Search code examples
pythonscikit-learnpca

PCA using sklearn


I have a large input matrix, size (20, 20000) and am trying to perform PCA using the sklearn Python package. Here, 20 refers to 20 subjects, and 20,000 refers to 20,000 features. Below is sample code:

import numpy as np
from sklearn.decomposition import PCA

rng = np.random.RandomState(1)
X = rng.randn(20, 20000)
pca.fit(X)
X.shape = 

>> (20, 20000)

pca = PCA(n_components=21)
pca.fit(X)
X_pca = pca.transform(X)
print("Original shape: ", X.shape)
print("Transformed shape: ", X_pca.shape)

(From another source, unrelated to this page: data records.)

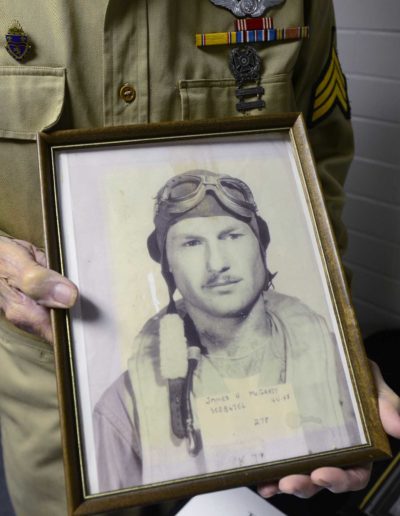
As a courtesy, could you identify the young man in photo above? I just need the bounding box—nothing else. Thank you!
[94,170,361,491]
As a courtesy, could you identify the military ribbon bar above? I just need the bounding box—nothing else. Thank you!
[235,17,274,30]
[196,26,309,47]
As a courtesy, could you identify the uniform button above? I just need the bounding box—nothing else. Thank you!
[119,83,136,104]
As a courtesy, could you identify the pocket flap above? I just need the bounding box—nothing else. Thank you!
[0,66,65,140]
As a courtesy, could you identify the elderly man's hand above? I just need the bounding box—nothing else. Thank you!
[0,236,78,342]
[258,361,400,498]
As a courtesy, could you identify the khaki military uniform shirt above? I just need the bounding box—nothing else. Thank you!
[0,0,352,516]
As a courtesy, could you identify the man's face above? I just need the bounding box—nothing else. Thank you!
[166,216,266,317]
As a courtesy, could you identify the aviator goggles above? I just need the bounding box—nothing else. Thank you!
[156,172,257,218]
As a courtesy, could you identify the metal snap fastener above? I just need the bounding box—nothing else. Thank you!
[119,83,136,104]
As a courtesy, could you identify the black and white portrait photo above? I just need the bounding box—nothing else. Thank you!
[51,126,366,494]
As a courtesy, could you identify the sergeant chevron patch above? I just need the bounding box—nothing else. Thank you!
[307,30,351,127]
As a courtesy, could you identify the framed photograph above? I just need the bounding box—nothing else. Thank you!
[360,453,400,516]
[39,114,389,515]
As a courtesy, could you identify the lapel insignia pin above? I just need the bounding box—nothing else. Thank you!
[229,46,265,113]
[6,21,31,61]
[211,0,285,18]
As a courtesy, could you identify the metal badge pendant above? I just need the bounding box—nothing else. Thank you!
[211,0,285,18]
[229,46,265,113]
[6,21,31,61]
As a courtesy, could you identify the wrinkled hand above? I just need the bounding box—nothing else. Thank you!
[0,236,78,342]
[258,361,400,498]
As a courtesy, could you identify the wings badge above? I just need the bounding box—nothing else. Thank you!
[211,0,285,18]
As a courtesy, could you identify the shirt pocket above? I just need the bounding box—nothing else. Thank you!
[178,74,296,120]
[0,65,65,140]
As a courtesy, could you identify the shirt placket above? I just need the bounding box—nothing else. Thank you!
[103,0,149,125]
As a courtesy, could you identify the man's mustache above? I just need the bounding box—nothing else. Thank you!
[203,273,242,288]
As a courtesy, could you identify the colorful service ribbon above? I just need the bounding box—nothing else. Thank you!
[196,26,310,47]
[235,17,274,30]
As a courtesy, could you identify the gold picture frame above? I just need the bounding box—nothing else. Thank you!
[38,113,390,515]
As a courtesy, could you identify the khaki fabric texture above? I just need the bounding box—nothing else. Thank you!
[0,0,352,516]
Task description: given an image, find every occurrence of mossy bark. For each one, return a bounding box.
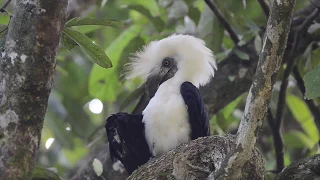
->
[0,0,68,180]
[208,0,295,180]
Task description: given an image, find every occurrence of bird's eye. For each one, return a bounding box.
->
[162,58,171,67]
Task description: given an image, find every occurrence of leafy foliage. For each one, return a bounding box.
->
[0,0,312,179]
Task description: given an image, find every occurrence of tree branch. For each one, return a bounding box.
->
[128,135,264,180]
[276,5,319,127]
[0,0,68,180]
[70,0,320,180]
[267,108,284,173]
[208,0,295,180]
[204,0,240,46]
[274,154,320,180]
[258,0,270,17]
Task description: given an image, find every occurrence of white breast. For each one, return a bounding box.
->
[143,81,190,156]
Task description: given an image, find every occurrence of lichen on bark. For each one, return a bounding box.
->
[0,0,68,179]
[208,0,295,179]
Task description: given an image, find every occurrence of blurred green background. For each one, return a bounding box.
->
[0,0,320,177]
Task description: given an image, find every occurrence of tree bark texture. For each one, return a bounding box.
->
[208,0,295,180]
[274,154,320,180]
[128,135,264,180]
[73,0,320,180]
[0,0,68,180]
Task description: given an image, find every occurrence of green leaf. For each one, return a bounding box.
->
[63,27,112,68]
[65,17,123,29]
[62,33,78,51]
[283,130,314,149]
[128,5,164,31]
[197,6,224,53]
[92,158,103,177]
[303,65,320,99]
[286,94,319,143]
[234,49,250,60]
[32,167,60,180]
[89,25,142,101]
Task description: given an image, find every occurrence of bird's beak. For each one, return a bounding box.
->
[146,65,178,99]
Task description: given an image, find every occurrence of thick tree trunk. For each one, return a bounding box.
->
[0,0,68,180]
[69,0,320,180]
[208,0,295,180]
[128,135,265,180]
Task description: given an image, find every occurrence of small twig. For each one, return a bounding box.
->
[293,66,320,134]
[276,9,319,127]
[204,0,240,46]
[258,0,270,18]
[267,108,284,173]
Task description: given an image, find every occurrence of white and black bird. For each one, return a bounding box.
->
[106,35,216,174]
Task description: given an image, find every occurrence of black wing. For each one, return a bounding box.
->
[180,82,210,140]
[105,113,151,174]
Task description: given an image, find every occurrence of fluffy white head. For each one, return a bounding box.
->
[126,35,217,87]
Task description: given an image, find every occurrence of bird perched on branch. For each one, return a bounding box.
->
[105,35,216,174]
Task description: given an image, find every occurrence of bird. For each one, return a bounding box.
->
[105,34,217,174]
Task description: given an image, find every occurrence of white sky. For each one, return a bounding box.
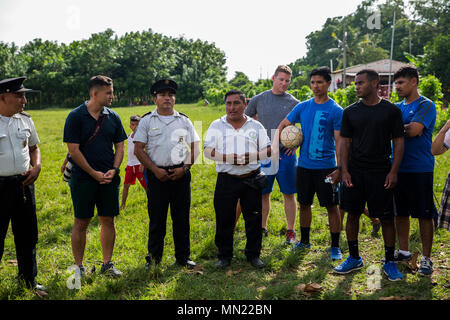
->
[0,0,362,81]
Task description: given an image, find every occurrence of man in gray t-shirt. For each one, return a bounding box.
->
[245,66,299,244]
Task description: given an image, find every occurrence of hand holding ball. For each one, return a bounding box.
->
[280,125,303,149]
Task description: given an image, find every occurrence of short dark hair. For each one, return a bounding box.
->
[273,64,292,77]
[309,67,331,82]
[356,69,380,83]
[88,76,113,91]
[394,65,419,83]
[223,89,246,104]
[130,114,141,122]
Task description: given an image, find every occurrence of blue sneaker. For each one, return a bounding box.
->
[417,257,433,276]
[292,241,311,251]
[383,261,403,281]
[333,256,364,274]
[330,247,342,260]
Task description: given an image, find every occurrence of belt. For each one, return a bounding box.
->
[158,162,184,170]
[227,168,261,179]
[0,174,25,183]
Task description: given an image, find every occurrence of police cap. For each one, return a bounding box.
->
[0,77,35,94]
[150,79,178,96]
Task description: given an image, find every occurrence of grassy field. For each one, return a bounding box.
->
[0,105,450,300]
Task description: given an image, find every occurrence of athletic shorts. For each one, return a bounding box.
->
[261,152,297,194]
[341,169,394,218]
[297,167,339,207]
[70,175,120,219]
[123,164,146,188]
[394,172,435,219]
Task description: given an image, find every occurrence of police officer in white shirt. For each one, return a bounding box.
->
[0,77,47,295]
[204,90,272,268]
[134,79,200,268]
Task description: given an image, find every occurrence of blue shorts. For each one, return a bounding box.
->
[261,153,297,194]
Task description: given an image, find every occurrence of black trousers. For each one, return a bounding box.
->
[146,170,191,262]
[214,173,262,260]
[0,176,38,287]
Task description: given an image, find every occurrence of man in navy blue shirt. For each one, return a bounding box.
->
[278,67,343,260]
[64,76,127,277]
[394,66,436,275]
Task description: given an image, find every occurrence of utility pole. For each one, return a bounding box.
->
[342,17,347,88]
[388,5,397,99]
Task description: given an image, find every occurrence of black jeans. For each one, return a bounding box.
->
[0,176,38,287]
[146,170,191,262]
[214,173,262,260]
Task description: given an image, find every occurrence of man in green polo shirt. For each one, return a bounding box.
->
[64,76,127,277]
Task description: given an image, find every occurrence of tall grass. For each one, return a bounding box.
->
[0,105,450,300]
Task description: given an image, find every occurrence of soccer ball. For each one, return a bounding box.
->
[280,126,303,149]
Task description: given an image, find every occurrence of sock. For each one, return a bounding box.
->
[300,227,311,244]
[384,246,395,262]
[347,240,359,259]
[331,232,341,248]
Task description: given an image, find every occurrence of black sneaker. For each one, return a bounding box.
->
[177,259,196,269]
[145,255,161,270]
[394,250,412,262]
[100,261,122,278]
[370,222,381,237]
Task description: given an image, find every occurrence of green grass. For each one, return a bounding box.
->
[0,105,450,300]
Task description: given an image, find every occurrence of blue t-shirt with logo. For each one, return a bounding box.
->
[397,96,436,172]
[286,98,344,169]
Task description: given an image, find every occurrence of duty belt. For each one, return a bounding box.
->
[0,174,25,183]
[227,168,260,179]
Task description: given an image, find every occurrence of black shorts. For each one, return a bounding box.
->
[341,169,394,218]
[296,167,339,207]
[394,172,435,219]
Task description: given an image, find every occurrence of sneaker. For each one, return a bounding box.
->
[417,257,433,276]
[371,222,381,237]
[100,261,122,278]
[330,247,342,260]
[394,250,412,262]
[383,261,403,281]
[333,256,364,274]
[286,230,297,245]
[145,255,161,270]
[75,265,86,277]
[292,241,311,251]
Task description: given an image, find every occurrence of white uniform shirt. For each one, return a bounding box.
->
[134,110,200,167]
[127,132,141,166]
[204,115,270,175]
[0,113,39,177]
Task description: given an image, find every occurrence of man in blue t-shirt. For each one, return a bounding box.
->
[63,76,127,277]
[394,66,436,275]
[278,67,343,260]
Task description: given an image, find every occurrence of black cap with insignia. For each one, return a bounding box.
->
[0,77,35,94]
[150,79,178,96]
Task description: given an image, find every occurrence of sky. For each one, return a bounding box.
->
[0,0,362,81]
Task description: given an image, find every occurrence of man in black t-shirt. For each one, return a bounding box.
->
[334,70,404,281]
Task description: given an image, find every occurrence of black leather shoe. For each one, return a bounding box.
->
[249,257,266,269]
[177,259,196,269]
[216,259,231,269]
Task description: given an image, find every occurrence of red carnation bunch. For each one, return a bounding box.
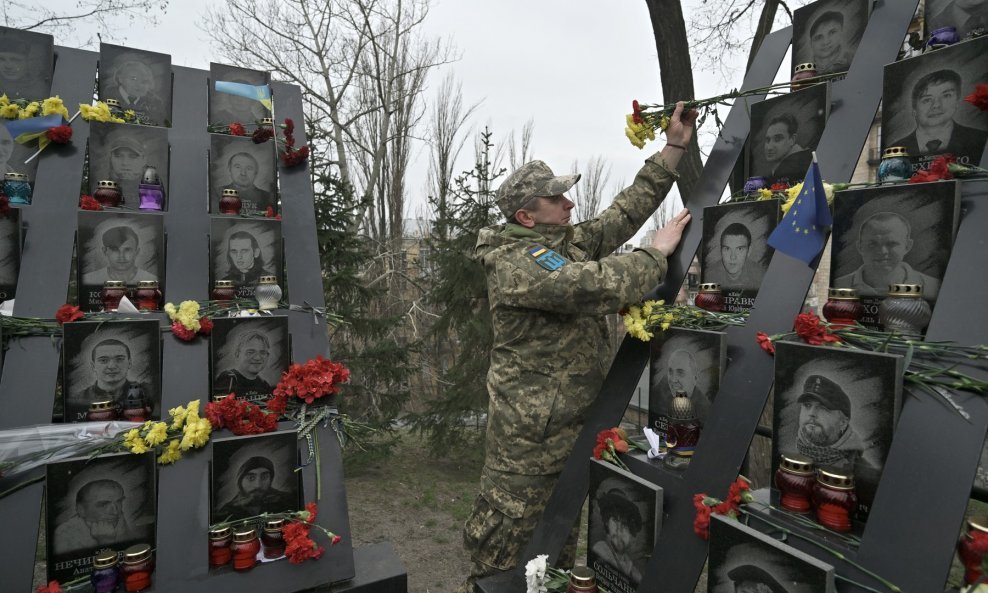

>> Original shape: (20, 20000)
>> Transformed shape: (20, 20)

Using PCA, am I not able to get back more components than my number of x values(why are we limited by the length of our x-values when we obtain pca components)?


Solution

  • This has more to do with the PCA implementation than sklearn, but:

    if n_samples <= n_features:
        maxn_pc = n_samples - 1
    else:
        maxn_pc = n_features
    

    Namely, if your number of samples (n) is less than or equal the number of features (f), the greatest number of non-trivial components you can extract is n-1. Otherwise, the greatest number of non-trivial components is n.